Additionally, because 48217 is so poor, one of the biggest issues has been merely engaging and mobilizing the residents. Organizing to fight pollution in a disproportionately low-income community is particularly challenging because there is little to no internet access, leaving people uninformed and therefore dispassionate about community issues, according to Jenny Lee, executive director of Allied Media Projects.
Because of this fact, Lee and her organization have established the Detroit Digital Justice Coalition, which works not only to bring internet access to 48217 but to get residents to use that internet in a meaningful way.
“Merely closing the digital divide is insufficient,” Lee said. “In a community like 48217 … digital justice must ensure not only equal access [to the internet], but multiple layers of communications infrastructure, including access to emergency information, EPA air quality monitoring information, and promoting the recycling of that technology.”
In the last two years, Lee has worked with her group to establish what’s known as a Mesh Network in southwest Detroit — a low-cost way for multiple residences in 48217 to share one central Internet connection. The data shared on that network is locally owned, not housed with an ISP or on a Google server, which makes it easy for users to share information with their neighbors.

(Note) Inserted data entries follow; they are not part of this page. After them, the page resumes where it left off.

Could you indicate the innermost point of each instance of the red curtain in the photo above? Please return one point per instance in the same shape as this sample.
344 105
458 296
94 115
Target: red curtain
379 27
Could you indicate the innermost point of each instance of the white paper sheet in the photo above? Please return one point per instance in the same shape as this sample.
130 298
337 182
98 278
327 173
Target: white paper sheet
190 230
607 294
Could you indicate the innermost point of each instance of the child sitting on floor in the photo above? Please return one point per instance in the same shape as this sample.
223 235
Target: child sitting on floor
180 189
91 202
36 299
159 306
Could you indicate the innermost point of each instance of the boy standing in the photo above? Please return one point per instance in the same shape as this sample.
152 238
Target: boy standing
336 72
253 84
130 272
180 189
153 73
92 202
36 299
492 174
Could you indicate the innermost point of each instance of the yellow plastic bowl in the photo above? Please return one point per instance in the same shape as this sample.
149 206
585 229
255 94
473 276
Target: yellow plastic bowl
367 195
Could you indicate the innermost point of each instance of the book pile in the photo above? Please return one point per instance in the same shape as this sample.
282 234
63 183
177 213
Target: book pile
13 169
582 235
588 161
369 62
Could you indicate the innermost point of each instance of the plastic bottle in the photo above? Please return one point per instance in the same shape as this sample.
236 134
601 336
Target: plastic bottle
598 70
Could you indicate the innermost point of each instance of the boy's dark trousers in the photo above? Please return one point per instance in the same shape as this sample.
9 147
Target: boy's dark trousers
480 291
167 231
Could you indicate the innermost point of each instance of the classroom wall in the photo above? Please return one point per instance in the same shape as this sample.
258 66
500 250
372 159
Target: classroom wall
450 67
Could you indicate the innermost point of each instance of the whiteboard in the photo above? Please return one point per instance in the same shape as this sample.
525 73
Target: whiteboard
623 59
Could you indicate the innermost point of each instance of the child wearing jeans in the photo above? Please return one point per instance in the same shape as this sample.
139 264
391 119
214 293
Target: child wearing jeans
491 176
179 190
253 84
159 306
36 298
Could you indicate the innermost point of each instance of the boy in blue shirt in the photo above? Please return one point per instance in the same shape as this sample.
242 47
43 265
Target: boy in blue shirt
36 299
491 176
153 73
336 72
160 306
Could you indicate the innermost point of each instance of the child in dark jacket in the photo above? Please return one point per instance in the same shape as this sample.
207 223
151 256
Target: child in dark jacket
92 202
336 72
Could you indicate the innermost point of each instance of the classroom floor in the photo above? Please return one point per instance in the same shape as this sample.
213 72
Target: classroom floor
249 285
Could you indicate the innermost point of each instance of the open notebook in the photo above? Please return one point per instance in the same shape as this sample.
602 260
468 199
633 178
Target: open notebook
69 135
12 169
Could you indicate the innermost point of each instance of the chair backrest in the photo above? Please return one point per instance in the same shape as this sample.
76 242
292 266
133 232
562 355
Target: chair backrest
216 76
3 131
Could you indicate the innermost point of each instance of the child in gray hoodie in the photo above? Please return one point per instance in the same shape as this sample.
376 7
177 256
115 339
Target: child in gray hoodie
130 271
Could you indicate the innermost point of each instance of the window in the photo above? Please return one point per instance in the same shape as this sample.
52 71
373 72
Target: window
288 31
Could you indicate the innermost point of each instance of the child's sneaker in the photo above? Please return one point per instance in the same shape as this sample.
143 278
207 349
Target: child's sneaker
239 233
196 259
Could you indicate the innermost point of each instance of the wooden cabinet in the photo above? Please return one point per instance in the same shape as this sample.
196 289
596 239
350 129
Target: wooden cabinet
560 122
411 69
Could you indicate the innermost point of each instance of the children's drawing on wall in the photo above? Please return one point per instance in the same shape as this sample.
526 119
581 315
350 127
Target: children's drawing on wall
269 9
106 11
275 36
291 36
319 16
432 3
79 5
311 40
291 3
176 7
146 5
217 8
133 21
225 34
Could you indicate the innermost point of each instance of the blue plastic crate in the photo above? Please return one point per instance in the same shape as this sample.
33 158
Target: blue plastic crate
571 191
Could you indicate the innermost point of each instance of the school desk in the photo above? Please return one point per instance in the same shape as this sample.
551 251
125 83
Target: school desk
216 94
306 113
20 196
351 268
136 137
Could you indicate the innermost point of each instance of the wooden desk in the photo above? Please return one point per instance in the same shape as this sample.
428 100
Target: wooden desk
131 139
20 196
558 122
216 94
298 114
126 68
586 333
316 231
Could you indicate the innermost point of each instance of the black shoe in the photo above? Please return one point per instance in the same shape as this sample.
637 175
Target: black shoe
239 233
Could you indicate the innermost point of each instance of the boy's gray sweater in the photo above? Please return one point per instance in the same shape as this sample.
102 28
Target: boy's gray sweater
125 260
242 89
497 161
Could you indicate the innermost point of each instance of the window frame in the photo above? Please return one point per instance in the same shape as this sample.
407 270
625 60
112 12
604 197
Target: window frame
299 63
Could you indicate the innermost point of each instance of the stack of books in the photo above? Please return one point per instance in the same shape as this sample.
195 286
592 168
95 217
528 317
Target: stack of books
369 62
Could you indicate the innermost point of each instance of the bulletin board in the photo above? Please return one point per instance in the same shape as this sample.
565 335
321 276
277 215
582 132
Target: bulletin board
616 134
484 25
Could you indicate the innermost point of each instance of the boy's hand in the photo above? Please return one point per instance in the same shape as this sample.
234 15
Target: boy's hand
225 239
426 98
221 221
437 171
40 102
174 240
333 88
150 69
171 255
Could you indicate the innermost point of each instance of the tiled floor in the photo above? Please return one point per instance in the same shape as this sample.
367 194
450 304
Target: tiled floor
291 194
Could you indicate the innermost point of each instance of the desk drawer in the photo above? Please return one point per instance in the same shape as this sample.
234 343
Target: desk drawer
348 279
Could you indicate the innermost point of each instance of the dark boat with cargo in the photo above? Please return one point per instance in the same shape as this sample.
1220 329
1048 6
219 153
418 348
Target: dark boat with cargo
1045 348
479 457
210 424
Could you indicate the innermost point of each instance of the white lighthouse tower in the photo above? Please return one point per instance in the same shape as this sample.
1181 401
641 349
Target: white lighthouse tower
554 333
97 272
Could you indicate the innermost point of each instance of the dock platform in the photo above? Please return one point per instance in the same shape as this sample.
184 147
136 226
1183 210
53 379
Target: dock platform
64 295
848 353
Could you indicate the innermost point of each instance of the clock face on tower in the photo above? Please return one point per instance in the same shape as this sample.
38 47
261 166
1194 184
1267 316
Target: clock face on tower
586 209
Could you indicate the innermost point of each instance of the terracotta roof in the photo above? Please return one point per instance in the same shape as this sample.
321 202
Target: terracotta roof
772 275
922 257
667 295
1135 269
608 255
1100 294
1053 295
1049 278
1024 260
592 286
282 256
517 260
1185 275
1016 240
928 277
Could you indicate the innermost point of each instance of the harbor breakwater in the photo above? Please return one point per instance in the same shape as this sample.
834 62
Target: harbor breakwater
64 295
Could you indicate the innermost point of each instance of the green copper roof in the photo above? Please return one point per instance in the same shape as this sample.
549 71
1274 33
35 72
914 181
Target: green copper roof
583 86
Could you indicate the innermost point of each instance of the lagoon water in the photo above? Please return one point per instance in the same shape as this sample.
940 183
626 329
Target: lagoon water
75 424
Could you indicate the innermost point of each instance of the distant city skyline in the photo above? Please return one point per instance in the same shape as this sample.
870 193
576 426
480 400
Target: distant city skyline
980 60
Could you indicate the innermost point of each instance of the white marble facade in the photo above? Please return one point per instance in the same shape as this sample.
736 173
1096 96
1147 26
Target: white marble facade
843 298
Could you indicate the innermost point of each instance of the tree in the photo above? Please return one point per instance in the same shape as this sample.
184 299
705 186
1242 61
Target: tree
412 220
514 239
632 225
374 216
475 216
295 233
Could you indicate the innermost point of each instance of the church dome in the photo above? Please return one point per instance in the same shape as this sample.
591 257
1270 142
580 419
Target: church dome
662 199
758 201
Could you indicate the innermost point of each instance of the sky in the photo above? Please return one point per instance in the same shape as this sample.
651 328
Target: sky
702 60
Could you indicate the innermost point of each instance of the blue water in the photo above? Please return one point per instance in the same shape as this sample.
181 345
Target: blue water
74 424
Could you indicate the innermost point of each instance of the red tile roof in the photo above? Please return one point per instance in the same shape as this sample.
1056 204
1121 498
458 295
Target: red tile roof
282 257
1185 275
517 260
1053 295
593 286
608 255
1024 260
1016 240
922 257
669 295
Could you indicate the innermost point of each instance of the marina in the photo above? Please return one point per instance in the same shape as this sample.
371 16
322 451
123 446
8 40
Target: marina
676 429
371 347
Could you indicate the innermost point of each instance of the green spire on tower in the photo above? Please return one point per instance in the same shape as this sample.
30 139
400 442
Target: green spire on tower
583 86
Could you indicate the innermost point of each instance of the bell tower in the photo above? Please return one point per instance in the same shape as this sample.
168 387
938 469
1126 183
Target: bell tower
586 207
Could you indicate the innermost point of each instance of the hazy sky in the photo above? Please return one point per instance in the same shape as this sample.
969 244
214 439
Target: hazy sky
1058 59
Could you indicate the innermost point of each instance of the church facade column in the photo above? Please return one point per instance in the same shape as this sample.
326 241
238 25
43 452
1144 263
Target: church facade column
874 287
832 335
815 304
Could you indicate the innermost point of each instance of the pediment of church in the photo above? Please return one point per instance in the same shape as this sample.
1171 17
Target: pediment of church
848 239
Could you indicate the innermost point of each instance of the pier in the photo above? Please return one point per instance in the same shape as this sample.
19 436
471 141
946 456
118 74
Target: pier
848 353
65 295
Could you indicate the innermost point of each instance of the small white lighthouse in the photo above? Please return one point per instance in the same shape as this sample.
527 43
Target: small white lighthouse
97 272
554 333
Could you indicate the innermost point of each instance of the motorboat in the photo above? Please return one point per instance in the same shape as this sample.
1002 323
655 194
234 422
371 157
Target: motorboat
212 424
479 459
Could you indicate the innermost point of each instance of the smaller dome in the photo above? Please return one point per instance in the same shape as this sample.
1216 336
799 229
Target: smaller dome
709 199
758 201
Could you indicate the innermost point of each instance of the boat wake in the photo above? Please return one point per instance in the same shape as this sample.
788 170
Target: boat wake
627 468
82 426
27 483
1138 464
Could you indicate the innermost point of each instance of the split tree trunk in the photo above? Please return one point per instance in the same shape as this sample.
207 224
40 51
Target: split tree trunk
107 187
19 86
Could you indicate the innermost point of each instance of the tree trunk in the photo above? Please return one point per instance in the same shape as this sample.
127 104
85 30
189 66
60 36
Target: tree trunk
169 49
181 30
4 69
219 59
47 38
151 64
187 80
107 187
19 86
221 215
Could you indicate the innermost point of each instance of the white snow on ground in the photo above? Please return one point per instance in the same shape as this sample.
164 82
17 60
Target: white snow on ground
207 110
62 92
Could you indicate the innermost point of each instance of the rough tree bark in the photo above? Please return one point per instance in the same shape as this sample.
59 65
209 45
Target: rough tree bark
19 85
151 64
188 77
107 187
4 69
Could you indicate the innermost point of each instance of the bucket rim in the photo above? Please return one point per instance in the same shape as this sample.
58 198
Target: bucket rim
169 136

The result has been that the 48217 community is better mobilized on what it wants, and the surrounding communities are standing in solidarity with it.
“If we want to sit up and talk about what it looks like when a community has come to realize their power, 48217 is it,” Anderson said. “48217 is probably one of the better organized communities in Detroit.”
And though residents being better connected with one another may not seem like much, Lee insists that it is. “We need creative solutions such as digital justice just to be heard,” she said. “Being inundated with crisis requires a level of connection so people are in solidarity with each other. Then that amounts to problem solving on micro levels, and that eventually amounts to larger-scale changes.”
As the community looks to use their new-found connectivity to improve their quality of life, Martinez noted that Detroit’s emergency manager law might prevent their efforts to mobilize and petition the city government for meaningful change.
“We have to figure out how to act in a way that doesn’t mean petitioning our city council,” she said. “We need our city council and local representatives to be laying down in front of these trucks with activists to show the lack of power that we have.”